Führende KI-Konferenzen drängen nun auf Ethikerklärungen, die berücksichtigen, wie KI missbraucht werden könnte. Das Team sieht den Klimaaspekt als ein Thema der KI-Ethik, dem bisher noch wenig Aufmerksamkeit geschenkt wurde, aber auch dies scheint sich langsam zu ändern. Einige Forscher legen jetzt den CO2-Fußabdruck des Trainings der neuesten Modelle offen, und auch die Industrie zeigt einen Wandel in der Energietransparenz, wie in diesem aktuellen Bericht von Meta AI.
Sie erkennen auch an, dass Transparenz ohne Tools, die KI-Entwicklern ihren Verbrauch zeigen können, schwierig ist. Die Berichterstattung steht auf der LLSC-Roadmap für dieses Jahr. Sie möchten in der Lage sein, jedem LLSC-Benutzer für jeden Job zu zeigen, wie viel Energie er verbraucht und wie dieser Betrag im Vergleich zu anderen aussieht, ähnlich wie bei Energieberichten für Privathaushalte.
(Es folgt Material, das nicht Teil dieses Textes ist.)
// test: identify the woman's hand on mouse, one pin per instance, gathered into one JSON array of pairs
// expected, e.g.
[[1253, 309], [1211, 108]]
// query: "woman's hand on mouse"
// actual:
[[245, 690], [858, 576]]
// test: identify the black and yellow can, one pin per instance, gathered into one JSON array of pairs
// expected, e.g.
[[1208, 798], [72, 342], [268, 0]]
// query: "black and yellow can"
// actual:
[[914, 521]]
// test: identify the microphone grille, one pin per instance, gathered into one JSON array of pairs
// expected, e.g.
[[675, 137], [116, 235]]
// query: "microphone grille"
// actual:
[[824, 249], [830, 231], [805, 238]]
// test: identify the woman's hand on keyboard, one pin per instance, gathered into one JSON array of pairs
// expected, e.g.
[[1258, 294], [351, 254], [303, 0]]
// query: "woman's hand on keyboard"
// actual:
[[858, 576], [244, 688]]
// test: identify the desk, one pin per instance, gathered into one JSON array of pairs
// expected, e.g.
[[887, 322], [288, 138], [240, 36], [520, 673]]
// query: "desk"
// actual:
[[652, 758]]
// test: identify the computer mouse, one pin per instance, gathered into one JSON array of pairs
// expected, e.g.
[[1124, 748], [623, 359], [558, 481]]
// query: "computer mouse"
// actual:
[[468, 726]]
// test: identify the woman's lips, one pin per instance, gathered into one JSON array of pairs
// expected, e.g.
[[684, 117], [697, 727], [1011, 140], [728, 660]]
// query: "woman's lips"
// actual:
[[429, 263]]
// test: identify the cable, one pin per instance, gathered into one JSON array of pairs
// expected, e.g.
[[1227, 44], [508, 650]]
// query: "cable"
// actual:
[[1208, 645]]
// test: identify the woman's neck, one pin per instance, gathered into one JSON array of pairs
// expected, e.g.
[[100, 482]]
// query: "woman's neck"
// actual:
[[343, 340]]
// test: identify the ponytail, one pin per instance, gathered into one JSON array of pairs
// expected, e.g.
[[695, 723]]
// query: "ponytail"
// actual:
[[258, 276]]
Ein Teil dieser Bemühungen erfordert eine engere Zusammenarbeit mit Hardwareherstellern, um die Erfassung dieser Daten von der Hardware einfacher und genauer zu gestalten. Wenn Hersteller die Art und Weise, wie die Daten ausgelesen werden, standardisieren können, können Energiespar- und Reporting-Tools auf verschiedenen Hardwareplattformen eingesetzt werden. Zwischen den LLSC-Forschern und Intel ist eine Zusammenarbeit im Gange, um genau dieses Problem zu lösen.
Selbst KI-Entwickler, die sich des hohen Energiebedarfs von KI bewusst sind, können allein nicht viel tun, um diesen Energieverbrauch einzudämmen. Das LLSC-Team möchte andere Rechenzentren bei der Umsetzung dieser Maßnahmen unterstützen und den Benutzern energiebewusste Optionen bieten. Ihre erste Partnerschaft besteht mit der U.S. Air Force,
ein Sponsor dieser Forschung, die Tausende von Rechenzentren betreibt. Die Anwendung dieser Techniken kann den Energieverbrauch und die Kosten erheblich senken.
„Wir legen die Kontrolle in die Hände von KI-Entwicklern, die ihren Fußabdruck verringern wollen“, sagt Gadepally. „Muss ich aussichtslose Modelle wirklich unentgeltlich trainieren? Bin ich bereit, meine GPUs langsamer laufen zu lassen, um Energie zu sparen? Unseres Wissens gibt es in keinem anderen Supercomputing-Zentrum die Möglichkeit, diese Optionen in Betracht zu ziehen. Mit unseren Tools können Sie heute entscheiden.“
Besuchen Sie diese Webseite, um die Veröffentlichungen der Gruppe zum Thema energiebewusstes Rechnen und die in diesem Artikel beschriebenen Ergebnisse anzuzeigen.